Deolindo, a criança que se agarrava às calças da outra mais velha, não obedeceu; pode ser que nem ouvisse, tamanha era a grita, e tal a alegria do pequerrucho, clamando com a vozinha miúda:
— Ó gira! ó gira!
— Deolindo!
Deolindo tratou de esconder-se entre os outros, para escapar às vistas da mãe que o chamava; esta, porém, correu ao grupo, e arrancou-o de lá. Em verdade, era pequeno demais para andar em tumultos de rua.
— Mamãe, deixa eu ver...
— Qual ver! anda!
Meteu-o em casa, e ficou à porta, a olhar para a rua. Rubião estacara o passo; ela pôde vê-lo bem, com os seus gestos e palavras, o peito alto, e uma barretada que deu em volta.
— Os malucos têm graça, às vezes, disse ela sorrindo a uma vizinha.
Os rapazes continuavam a bradar e a rir, e Rubião foi andando, com o mesmo coro atrás de si. Deolindo, à porta da loja, vendo o grupo alongar-se, pedia chorosamente à mãe que o deixasse ir também, ou então que o levasse. Quando perdeu as esperanças, enfeixou todas as energias em um só gritozinho esganiçado:
— Ó gira!
A vizinha riu-se. A mãe riu-se também. Confessou que o filho era uma pestezinha, um endiabrado, que não sossegava; não podia perdê-lo de vista. Qualquer distração, estava na rua. E isto desde pequenino; tinha ainda dois anos, quando escapou de morrer embaixo de um carro, ali mesmo; esteve por um fio. Se não fosse um homem que passava, um senhor bem vestido, que acudiu depressa, até com perigo de vida, estaria morto e bem morto. Nisto o marido, que vinha pela calçada oposta, atravessou a rua, e interrompeu a conversação. Trazia o cenho carregado, mal cumprimentou a vizinha, e entrou; a mulher foi ter com ele. Que era? O marido contou a surriada.

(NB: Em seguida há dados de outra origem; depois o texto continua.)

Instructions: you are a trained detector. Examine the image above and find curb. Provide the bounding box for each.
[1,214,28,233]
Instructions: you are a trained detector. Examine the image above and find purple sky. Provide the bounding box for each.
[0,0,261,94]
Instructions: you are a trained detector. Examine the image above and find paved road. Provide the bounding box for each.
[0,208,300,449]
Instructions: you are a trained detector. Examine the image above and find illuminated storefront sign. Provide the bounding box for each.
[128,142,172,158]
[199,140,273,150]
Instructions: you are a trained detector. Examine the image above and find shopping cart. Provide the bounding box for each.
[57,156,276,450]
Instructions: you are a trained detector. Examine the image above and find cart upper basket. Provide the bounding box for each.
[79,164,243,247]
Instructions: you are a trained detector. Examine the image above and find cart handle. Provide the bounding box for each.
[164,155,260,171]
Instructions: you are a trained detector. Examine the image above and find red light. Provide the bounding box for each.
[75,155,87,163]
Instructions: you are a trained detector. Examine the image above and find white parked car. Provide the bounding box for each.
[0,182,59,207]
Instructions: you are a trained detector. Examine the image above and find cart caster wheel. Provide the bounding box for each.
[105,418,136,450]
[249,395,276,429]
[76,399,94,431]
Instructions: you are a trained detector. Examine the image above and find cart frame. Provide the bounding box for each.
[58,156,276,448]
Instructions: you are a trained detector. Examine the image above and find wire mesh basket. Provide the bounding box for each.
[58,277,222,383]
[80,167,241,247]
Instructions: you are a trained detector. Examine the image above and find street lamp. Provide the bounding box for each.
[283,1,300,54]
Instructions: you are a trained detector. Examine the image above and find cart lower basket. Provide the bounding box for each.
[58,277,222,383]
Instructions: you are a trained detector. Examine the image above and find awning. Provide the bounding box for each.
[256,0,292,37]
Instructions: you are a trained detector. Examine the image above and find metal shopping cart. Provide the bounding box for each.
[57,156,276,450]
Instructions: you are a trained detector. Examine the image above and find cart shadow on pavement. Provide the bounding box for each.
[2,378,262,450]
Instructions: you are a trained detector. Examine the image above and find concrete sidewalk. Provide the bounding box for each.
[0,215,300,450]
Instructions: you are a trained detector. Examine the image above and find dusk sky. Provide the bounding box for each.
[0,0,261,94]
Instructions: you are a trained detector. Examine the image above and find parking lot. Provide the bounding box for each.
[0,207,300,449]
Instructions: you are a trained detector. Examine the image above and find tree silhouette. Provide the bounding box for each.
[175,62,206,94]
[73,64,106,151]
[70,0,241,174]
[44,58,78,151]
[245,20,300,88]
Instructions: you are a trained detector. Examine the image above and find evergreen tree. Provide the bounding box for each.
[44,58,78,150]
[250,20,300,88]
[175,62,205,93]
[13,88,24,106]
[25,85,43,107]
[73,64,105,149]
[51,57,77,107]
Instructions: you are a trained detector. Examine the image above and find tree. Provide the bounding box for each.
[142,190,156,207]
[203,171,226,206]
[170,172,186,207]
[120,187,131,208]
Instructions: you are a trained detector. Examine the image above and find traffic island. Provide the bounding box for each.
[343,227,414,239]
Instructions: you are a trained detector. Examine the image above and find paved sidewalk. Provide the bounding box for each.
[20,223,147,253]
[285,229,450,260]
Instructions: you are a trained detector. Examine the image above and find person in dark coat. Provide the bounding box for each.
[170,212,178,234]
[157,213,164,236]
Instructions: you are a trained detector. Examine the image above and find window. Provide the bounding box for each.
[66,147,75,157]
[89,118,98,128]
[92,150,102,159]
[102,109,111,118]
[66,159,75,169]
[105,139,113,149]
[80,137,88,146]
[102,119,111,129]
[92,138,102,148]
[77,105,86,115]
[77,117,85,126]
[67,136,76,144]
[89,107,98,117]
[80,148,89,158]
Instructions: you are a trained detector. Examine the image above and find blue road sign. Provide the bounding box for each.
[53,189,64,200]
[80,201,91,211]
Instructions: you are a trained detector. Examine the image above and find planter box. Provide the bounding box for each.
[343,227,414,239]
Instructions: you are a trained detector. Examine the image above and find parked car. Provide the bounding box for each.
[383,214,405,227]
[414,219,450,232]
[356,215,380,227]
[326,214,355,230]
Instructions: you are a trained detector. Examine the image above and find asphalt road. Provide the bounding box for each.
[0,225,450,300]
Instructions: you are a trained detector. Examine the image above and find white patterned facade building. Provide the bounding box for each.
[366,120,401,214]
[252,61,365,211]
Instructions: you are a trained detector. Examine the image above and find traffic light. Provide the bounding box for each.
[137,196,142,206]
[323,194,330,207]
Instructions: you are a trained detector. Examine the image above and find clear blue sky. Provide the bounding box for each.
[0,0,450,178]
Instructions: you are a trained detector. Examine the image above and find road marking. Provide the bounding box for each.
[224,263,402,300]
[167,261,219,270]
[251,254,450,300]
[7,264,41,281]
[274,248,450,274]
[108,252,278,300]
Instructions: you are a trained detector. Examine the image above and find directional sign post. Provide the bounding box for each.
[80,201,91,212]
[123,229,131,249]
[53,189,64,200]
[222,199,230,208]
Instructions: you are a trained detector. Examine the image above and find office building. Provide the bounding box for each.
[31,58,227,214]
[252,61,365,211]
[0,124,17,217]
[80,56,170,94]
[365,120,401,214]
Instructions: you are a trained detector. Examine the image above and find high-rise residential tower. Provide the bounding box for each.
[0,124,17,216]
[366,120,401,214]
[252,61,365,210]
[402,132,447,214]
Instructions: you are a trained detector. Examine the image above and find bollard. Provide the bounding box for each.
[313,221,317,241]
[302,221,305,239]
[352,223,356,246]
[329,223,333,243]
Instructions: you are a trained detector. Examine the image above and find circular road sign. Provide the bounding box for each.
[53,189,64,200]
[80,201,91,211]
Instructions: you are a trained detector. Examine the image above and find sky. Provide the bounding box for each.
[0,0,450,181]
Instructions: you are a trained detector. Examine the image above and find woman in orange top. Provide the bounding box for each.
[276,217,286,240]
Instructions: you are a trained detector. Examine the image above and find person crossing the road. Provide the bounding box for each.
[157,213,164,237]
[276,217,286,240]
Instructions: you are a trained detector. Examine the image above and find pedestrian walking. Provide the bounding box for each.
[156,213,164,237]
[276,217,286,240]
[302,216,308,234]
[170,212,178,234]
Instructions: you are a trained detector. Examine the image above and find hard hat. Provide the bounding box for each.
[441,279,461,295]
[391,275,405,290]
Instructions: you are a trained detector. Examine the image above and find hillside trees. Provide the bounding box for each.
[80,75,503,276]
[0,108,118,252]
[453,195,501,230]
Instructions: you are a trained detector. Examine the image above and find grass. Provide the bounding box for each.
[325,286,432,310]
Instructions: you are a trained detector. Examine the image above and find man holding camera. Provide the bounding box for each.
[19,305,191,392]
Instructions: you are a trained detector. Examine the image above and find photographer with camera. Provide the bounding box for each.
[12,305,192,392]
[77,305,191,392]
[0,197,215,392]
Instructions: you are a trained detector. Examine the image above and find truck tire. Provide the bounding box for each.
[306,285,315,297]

— Passou por aqui, disse ela.
— Não conheceste o homem?
— Não.
O marido cruzou os braços e ficou a olhar, fixo, calado. A mulher perguntou-lhe quem era.
— É aquele homem que nos salvou o Deolindo da morte.
A mulher estremeceu.
— Viste bem? perguntou.
— Perfeitamente. Se eu já o tinha encontrado outras vezes, mas então não estava assim. Coitado! E a molecada berrava atrás dele. Qual! não há polícia nesta terra.
O que lhe doía à mulher não era tanto o mal do homem, nem ainda a surriada; mas a parte que teve nesta o filho, — a mesma criança que o homem salvara da morte. Realmente, como podia o menino reconhecê-lo, nem saber que lhe devia a vida? Doía-lhe o encontro, a coincidência. Afinal, contentou-se de pôr todas as culpas em si. Se tivesse tido mais cuidado, o pequeno não haveria saído, e não entraria na troça. Tremia de quando em quando, e estava inquieta. O marido pegou na cabeça do filho, e deu-lhe dois beijos.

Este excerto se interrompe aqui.